Governor Strickland recently signed H.B. 125, the Ohio Healthcare Simplification Act. The Act, sponsored by the Ohio State Medical Association, has two main goals: to improve the contracting process between healthcare providers and insurers and to standardize the credentialing process that insurers require of healthcare providers.
Impact on Contracting Process
The Act imposes several requirements on insurers that contract with healthcare providers for the provision of healthcare services. To begin, insurers must give healthcare providers a fee schedule that includes information about the manner of payment and procedure codes. Insurers also must prepare a summary disclosure form for providers that highlights key provisions of the contract in understandable terms. In addition, insurers must now give healthcare providers written notice of any material amendments to the contract 90 days before those amendments become effective to allow healthcare providers an opportunity to object. Material amendments include anything that decreases the healthcare provider’s compensation, significantly increases the healthcare provider’s administrative expenses, or adds a new product. (Notice is also required for non-material amendments — including administrative changes, compensation changes based on changes to Medicaid or Medicare fee schedules, etc. — but that notice must be given just 15 days before the non-material amendments become effective.)
The Act, moreover, restricts the use of certain contract provisions and practices. Insurers may now sell, rent, or give their contract rights to the following third parties under specified circumstances: healthcare-providing employers who have contracts with insurers; affiliates or subsidiaries of insurers; or parties — such as third-party administrators or preferred provider networks — that provide electronic claims transport. Even then, insurers are required to maintain a website or toll-free number where healthcare providers can obtain a list of all such third parties. Insurers must also require that all third parties comply with the terms of the original contract between the healthcare provider and the insurer.
To even the playing field between insurers and healthcare providers, the Act bans altogether certain common contract terms. “All products” and “future products” clauses attempt to force healthcare providers to offer all of the services offered by the insurer as well as any services the insurer may offer in the future. The Act prohibits insurers from requiring healthcare providers to abide by these terms but leaves the parties free to agree to them voluntarily. Along the same lines, the Act bans “most favored payer” clauses, which force healthcare providers to contractually guarantee that they will not offer other insurers lower fees for services performed.
Taken together, the Act’s provisions concerning contracts between healthcare providers and insurers are intended to address some of the most common issues between these two key players in the healthcare industry.

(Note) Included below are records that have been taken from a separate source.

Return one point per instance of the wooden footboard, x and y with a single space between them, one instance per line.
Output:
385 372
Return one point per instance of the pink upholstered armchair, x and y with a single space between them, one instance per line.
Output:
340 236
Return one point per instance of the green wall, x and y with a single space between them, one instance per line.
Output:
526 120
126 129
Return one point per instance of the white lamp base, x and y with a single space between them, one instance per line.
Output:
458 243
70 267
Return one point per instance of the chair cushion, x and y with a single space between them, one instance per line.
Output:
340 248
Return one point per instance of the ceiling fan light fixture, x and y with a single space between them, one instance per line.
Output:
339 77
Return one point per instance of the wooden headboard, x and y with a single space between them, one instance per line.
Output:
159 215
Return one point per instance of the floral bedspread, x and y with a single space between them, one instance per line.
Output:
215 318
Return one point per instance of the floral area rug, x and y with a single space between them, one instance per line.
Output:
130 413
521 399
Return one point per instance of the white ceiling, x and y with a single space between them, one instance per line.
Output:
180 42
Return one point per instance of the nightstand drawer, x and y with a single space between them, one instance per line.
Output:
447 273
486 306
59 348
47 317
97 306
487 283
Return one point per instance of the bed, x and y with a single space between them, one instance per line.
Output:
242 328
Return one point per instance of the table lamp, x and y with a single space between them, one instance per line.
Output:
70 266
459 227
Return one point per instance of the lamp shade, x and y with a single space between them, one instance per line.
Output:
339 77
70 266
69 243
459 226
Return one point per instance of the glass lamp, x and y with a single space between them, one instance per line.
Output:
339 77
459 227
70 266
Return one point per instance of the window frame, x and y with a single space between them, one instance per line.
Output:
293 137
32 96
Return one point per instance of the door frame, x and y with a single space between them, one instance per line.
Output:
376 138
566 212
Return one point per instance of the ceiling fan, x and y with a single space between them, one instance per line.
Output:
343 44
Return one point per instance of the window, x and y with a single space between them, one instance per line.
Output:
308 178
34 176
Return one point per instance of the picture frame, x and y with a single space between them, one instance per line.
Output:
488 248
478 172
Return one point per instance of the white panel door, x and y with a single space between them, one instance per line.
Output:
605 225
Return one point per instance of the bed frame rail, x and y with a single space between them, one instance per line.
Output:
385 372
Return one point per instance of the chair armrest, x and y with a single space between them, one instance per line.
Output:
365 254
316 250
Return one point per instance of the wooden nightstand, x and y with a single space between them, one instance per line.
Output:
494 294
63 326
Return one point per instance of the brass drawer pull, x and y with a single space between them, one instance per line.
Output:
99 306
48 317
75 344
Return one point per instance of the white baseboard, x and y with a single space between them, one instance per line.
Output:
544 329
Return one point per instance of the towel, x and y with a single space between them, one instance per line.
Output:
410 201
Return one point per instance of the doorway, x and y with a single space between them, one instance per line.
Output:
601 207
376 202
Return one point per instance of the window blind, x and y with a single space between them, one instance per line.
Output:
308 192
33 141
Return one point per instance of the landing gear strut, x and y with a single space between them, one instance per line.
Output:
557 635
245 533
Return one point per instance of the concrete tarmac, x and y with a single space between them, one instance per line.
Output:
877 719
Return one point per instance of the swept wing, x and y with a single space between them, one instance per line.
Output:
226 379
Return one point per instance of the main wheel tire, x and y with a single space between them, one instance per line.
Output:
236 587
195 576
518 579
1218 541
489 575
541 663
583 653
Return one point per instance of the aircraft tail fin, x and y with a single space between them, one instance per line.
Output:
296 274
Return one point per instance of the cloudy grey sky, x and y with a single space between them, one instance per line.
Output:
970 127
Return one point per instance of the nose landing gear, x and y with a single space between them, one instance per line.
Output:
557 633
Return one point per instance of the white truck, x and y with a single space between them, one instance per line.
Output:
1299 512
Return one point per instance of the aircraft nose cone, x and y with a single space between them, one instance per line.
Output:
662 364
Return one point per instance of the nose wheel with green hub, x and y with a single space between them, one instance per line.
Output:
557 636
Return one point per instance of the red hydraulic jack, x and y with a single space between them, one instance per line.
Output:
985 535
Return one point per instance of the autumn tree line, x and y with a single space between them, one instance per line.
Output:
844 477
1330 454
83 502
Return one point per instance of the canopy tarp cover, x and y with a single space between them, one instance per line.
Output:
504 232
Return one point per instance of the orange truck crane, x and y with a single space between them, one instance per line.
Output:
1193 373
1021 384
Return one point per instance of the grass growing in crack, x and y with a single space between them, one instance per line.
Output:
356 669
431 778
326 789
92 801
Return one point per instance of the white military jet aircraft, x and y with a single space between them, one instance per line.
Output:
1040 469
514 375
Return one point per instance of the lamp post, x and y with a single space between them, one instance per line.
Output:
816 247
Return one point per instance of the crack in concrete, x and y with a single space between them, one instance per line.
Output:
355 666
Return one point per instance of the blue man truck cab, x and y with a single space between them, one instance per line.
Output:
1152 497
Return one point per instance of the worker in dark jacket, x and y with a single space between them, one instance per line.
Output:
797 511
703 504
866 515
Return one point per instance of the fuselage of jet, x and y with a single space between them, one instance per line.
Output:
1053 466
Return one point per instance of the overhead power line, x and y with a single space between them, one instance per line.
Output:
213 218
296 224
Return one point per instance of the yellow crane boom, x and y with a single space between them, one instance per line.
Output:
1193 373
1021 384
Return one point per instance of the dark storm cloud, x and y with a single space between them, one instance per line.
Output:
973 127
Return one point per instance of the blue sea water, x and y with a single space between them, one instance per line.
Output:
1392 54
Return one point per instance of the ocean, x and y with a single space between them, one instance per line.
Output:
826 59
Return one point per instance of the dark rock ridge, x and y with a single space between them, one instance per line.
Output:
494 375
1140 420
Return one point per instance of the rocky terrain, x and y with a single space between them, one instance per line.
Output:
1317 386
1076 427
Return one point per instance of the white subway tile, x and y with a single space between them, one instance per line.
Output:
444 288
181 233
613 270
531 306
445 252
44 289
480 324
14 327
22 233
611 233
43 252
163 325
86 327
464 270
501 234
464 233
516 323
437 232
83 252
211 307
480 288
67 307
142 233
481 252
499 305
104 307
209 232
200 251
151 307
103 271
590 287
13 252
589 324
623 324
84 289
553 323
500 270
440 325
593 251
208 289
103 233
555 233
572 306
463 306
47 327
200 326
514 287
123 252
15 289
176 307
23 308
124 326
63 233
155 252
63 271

Impact on Credentialing Process
The Act’s other intended consequence is to standardize the credentialing process used by insurers to select healthcare providers in Ohio. In particular, the Act requires the Department of Insurance to adopt the credentialing application form used by the Council on Affordable Quality Healthcare (CAQH) for all physician credentials. The Act further directs the Department of Insurance to adopt a simple and straightforward application form for all other types of healthcare providers. Upon receipt of credentialing forms, insurers must notify the healthcare provider of any deficiencies within 21 days and complete the credentialing process within 90 days (unless the healthcare provider is a hospital). The Act imposes a $500 per day civil penalty for each day over the 90-day period that it takes to grant or deny a credentialing application or retroactive reimbursement per the contract for all health care services performed after 90 days but before the credentialing application is granted or denied.
The Act also created the Advisory Committee on Eligibility and Real Time Claim Adjudication to recommend steps that would allow healthcare providers to correspond in a more efficient manner about patient eligibility matters. Specifically, the Committee will examine whether the Internet or coverage card magnetic strips, for example, could improve provider/insurer communication. The Committee’s report is due January 1, 2009.